Some people are shocked at this idea, thinking that there is a continuity of method shared among mathematics, law, logic, history, essayists, and science. I don’t know why their reaction is so strong, but it may be that the kinds of systems that cause-and-effect is just insufficient to analyze are rare in the fields with which they are familiar. Also, it may be analysis of such systems is judiciously avoided, since the tools of cause-and-effect are not up to the task.

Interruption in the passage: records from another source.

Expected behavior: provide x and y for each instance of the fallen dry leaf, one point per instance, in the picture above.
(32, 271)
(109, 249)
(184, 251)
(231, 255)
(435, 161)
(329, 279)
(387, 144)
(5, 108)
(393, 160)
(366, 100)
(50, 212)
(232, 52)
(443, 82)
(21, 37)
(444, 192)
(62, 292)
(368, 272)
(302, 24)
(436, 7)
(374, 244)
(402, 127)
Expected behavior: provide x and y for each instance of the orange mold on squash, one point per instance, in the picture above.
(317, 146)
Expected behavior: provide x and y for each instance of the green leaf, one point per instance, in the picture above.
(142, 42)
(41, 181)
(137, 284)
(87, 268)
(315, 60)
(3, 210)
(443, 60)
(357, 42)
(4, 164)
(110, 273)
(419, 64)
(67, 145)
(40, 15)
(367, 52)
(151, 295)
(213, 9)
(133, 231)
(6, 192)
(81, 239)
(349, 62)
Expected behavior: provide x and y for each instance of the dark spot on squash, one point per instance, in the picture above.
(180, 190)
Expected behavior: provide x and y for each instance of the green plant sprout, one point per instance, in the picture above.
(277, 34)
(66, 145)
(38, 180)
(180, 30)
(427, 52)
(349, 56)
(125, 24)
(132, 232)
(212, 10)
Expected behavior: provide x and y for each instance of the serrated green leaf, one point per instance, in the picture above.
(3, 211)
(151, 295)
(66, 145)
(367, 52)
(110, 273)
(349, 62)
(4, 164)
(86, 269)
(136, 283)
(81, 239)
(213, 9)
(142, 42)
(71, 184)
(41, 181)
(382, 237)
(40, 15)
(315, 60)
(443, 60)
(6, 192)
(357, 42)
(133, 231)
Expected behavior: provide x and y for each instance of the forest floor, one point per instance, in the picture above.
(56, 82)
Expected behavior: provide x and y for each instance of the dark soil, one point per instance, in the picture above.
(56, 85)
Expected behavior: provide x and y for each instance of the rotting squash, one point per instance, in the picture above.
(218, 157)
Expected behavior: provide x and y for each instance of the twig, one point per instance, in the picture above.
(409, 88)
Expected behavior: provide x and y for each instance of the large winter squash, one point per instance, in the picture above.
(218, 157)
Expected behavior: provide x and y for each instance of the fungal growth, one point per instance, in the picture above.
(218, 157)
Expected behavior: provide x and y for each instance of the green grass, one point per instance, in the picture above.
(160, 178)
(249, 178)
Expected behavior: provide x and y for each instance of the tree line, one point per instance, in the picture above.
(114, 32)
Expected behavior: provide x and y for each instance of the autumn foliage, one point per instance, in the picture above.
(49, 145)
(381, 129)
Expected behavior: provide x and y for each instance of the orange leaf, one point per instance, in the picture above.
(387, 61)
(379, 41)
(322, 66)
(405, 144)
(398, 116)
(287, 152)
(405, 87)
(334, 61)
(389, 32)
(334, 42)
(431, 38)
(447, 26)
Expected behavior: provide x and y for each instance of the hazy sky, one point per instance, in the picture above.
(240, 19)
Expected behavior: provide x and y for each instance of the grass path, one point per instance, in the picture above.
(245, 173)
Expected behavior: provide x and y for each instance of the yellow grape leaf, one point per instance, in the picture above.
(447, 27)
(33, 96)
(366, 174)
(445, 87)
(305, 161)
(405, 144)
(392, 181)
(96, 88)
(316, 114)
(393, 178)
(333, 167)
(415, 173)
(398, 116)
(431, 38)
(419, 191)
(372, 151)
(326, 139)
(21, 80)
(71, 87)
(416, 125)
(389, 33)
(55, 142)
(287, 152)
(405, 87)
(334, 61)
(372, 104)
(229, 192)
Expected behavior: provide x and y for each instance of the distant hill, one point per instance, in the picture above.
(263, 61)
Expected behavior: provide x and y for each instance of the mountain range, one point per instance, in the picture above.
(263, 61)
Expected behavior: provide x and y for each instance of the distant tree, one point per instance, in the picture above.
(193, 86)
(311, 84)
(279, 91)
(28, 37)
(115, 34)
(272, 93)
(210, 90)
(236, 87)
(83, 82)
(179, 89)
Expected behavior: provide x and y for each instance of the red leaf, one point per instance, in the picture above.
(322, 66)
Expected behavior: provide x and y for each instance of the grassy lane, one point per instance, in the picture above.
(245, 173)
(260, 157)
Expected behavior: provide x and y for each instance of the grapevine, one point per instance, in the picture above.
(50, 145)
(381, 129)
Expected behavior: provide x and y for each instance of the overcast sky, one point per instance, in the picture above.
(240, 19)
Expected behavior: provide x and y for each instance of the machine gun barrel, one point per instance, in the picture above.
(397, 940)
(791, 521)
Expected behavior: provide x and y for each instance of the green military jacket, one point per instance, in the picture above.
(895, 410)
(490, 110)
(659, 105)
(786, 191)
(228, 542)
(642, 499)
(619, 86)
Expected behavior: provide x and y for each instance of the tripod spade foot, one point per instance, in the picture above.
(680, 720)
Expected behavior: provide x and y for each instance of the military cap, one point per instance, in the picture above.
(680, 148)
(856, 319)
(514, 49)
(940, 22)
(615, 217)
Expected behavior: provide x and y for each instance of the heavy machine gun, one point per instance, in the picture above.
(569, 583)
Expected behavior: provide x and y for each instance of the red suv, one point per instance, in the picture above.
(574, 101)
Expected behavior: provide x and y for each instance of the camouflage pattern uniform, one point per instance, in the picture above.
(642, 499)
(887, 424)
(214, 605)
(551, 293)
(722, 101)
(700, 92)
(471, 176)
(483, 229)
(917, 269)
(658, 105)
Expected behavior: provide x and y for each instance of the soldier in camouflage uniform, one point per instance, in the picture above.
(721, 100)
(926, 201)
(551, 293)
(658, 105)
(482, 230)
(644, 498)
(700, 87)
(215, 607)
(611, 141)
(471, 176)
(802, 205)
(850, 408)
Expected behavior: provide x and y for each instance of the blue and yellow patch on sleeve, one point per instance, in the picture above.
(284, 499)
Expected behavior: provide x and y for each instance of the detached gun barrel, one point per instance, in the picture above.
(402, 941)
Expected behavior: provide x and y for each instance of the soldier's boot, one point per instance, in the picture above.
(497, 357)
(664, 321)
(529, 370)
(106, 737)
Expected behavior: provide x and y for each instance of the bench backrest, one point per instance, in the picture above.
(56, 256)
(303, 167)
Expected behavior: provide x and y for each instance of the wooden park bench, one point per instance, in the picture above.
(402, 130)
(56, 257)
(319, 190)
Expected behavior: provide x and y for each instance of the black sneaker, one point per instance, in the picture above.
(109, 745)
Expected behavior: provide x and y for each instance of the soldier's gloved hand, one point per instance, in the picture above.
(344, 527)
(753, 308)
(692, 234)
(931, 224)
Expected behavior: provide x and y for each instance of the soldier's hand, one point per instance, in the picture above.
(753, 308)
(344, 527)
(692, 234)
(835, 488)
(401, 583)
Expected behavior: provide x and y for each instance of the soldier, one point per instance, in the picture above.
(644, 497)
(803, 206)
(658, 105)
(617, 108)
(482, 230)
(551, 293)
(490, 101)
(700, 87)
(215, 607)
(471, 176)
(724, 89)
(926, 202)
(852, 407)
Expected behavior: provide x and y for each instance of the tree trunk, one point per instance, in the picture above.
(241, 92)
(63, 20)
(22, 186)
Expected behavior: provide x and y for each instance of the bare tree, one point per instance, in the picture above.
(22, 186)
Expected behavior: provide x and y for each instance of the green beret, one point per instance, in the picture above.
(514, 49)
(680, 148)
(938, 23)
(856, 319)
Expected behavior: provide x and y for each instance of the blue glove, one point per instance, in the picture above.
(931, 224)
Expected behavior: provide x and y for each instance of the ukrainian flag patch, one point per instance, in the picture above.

Norton quotes Bertrand Russell’s 1913 “On the notion of cause“:
All philosophers, of every school, imagine that causation is one of the fundamental axioms or postulates of science, yet, oddly enough, in advanced sciences such as gravitational astronomy, the word ’cause’ never occurs … The law of causality, I believe, like much that passes muster among philosophers, is a relic of a bygone age, surviving like the monarchy, only because it is erroneously
supposed to do no harm.
The Stanford Encyclopedia of Philosophy has a detailed spread on the question. By the way, that online encyclopedia is really excellent, and deserves my and your financial support, something I try to do.